Mediapro condamné aux prud'hommes face à des journalistes pigistes

Plus de trois ans après l'arrêt retentissant de sa chaîne qui diffusait la Ligue 1 et la Ligue 2, Mediapro a subi une lourde défaite devant la justice française. Le groupe audiovisuel a été condamné fin avril par le conseil des prud'hommes de Bobigny face à 35 salariés pigistes, pour la plupart journalistes. Ces derniers ont obtenu la requalification de leur contrat en CDI, des indemnités de licenciement et des dommages-intérets. Le montant total des condamnations s'élève à 338.357 euros, selon Me Olivier Khatchikian, qui a représenté les plaignants.

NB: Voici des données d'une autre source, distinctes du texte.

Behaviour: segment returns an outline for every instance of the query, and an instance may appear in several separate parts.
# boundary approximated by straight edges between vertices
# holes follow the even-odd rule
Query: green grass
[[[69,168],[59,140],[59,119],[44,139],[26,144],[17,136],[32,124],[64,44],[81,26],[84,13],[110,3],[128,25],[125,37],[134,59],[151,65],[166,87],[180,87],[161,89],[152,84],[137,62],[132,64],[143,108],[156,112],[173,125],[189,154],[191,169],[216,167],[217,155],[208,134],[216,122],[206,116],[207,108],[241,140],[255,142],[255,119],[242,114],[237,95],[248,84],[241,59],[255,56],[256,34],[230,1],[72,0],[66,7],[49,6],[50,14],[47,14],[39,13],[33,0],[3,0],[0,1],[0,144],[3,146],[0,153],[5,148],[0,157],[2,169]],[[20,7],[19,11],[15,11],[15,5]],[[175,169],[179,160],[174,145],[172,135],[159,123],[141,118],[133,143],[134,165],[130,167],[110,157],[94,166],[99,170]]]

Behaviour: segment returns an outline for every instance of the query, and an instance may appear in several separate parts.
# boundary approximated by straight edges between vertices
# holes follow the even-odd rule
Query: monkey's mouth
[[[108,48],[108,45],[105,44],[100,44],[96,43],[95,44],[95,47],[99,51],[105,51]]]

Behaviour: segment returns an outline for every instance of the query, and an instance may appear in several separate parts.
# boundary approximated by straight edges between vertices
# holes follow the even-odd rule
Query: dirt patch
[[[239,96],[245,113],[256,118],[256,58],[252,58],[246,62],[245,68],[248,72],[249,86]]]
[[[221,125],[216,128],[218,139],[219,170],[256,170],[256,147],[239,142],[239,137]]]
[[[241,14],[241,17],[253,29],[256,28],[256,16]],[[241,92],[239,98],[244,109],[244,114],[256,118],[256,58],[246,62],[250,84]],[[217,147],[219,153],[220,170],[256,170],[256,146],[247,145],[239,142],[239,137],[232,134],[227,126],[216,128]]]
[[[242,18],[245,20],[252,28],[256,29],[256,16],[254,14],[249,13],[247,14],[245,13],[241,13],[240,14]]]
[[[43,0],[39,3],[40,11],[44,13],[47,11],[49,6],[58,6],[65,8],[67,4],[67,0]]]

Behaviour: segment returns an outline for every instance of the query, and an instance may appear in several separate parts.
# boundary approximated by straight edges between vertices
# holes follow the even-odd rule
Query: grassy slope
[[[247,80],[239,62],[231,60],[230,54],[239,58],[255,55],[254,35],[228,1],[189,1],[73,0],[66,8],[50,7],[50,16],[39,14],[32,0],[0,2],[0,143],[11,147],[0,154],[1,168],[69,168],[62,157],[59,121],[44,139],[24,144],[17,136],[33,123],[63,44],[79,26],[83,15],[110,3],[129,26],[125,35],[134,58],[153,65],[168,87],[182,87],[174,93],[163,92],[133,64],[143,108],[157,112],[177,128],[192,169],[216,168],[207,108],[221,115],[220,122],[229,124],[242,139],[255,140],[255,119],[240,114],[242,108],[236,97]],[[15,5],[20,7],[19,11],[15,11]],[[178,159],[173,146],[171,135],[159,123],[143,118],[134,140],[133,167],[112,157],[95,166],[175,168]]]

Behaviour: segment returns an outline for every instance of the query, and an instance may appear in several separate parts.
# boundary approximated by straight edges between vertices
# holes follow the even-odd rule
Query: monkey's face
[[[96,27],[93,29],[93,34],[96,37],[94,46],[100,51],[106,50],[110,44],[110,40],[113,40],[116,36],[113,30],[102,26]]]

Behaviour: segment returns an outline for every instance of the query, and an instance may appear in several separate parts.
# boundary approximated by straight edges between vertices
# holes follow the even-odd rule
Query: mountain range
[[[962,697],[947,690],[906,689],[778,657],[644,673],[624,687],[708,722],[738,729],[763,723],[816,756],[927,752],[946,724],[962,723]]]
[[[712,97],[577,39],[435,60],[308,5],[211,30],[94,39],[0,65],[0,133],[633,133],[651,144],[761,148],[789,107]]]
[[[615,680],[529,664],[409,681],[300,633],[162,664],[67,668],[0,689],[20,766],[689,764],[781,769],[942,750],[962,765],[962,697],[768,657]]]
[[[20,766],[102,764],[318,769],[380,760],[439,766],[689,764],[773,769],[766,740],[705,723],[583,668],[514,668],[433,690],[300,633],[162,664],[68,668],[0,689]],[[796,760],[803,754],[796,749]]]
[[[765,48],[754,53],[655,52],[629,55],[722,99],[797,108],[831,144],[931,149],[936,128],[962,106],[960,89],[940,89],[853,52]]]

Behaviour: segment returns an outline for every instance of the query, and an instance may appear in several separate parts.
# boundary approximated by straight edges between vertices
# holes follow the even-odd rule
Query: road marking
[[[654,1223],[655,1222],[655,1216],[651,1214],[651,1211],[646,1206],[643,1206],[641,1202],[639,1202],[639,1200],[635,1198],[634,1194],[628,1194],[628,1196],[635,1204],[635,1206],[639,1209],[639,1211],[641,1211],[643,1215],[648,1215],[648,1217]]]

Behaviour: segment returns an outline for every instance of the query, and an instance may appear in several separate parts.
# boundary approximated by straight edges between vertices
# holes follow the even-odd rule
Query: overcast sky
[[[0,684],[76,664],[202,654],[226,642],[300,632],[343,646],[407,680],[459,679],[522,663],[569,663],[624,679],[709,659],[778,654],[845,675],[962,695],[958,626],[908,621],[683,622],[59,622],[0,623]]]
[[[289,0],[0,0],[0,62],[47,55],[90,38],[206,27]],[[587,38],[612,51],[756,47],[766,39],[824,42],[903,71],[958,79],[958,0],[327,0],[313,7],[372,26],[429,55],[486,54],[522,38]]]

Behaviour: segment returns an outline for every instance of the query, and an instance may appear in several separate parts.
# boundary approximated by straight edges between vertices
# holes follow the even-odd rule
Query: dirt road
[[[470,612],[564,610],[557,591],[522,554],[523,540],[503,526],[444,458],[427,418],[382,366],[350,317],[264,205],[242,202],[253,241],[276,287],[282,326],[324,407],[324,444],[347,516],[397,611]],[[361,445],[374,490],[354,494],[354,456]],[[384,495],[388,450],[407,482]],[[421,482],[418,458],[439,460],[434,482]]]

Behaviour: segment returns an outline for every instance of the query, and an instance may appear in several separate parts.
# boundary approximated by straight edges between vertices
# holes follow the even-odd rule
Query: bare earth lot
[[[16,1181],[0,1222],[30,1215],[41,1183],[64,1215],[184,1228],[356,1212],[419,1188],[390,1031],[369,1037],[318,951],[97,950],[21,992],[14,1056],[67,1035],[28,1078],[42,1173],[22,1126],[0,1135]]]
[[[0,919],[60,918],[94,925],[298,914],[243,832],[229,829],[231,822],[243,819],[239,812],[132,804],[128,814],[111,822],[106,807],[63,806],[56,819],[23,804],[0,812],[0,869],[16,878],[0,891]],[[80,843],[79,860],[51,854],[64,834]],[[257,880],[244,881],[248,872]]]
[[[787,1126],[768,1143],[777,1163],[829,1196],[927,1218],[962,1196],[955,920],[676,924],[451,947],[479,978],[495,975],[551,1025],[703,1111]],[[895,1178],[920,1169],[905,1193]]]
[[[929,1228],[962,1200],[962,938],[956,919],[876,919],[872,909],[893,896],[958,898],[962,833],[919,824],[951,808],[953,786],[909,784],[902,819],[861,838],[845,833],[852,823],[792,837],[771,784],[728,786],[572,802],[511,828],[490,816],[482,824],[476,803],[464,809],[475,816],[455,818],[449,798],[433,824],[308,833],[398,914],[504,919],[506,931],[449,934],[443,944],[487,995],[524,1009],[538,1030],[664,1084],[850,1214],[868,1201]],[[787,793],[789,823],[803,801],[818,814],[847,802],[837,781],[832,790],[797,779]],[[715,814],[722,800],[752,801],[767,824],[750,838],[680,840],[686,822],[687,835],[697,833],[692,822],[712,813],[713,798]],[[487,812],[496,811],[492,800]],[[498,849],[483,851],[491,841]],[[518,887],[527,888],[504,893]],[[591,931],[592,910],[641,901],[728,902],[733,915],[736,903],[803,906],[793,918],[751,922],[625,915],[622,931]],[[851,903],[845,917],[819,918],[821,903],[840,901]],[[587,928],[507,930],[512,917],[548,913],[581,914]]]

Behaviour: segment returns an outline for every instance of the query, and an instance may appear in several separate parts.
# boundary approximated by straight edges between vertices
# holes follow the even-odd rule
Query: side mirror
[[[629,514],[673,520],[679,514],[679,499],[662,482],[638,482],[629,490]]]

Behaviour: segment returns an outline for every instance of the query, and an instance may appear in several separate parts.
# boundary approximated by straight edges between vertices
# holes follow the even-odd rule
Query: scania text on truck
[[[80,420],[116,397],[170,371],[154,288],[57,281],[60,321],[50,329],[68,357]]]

La chaîne Téléfoot, montée par Mediapro, s'était arrêtée en février 2021 après le refus de sa société mère d'honorer l'intégralité de son contrat de droits TV conclu avec la Ligue de football professionnel (LFP). Placée en liquidation judiciaire au mois d'octobre, la société avait alors procédé à des licenciements pour motif économique en ce qui concerne ses salariés en CDI. Mais pour les pigistes, la collaboration s'était brutalement arrêtée et n'avait donné lieu à aucune compensation.

Pas de contrats écrits

Mais les plaignants ont fait valoir qu'ils n'avaient signé aucun contrat à l'occasion de leurs collaborations ponctuelles. Or, quand aucun écrit n'est transmis par l'employeur à son salarié dans un délai de deux jours ouvrables, un contrat est "réputé conclu pour une durée indéterminée". Ce que le conseil des prud'hommes a convenu, bien que Mediapro se soit défendu en expliquant avoir été mis en difficulté sur le plan organisationnel par la pandémie de Covid-19. Les mandataires de la société ont notamment expliqué qu'il manquait un service de Ressources humaines au début de l'activité.

Cette première décision des juges a entraîné les suivantes, en ouvrant droit à des indemnités de requalification et de licenciement sans cause réelle et sérieuse. En principe, ces pigistes auraient dû être concernés par un licenciement économique et par conséquent bénéficier des conditions du plan de sauvegarde de l'emploi (PSE) mis en place par Mediapro. Les procédures n'ayant pas été respectées, des dommages-intérêts ont été fixés pour la perte de ces opportunités liées au PSE (le plan incluait un congé rémunéré de reclassement de neuf à douze mois et des financements de formation). Le calcul de ce dédommagement supplémentaire tient compte d'indemnités confidentielles que des salariés en CDI ont pu conclure avec Mediapro dans le cadre de leur licenciement économique.

Le fiasco Mediapro avait provoqué une immense crise au sein du football français, qui avait vendu 80% des droits TV de la Ligue 1 et de la Ligue 2 au groupe sino-espagnol pour 800 millions d'euros annuels sur la période 2020-2024. Les lots abandonnés avaient été rachetés à prix cassés par Canal+ et Amazon.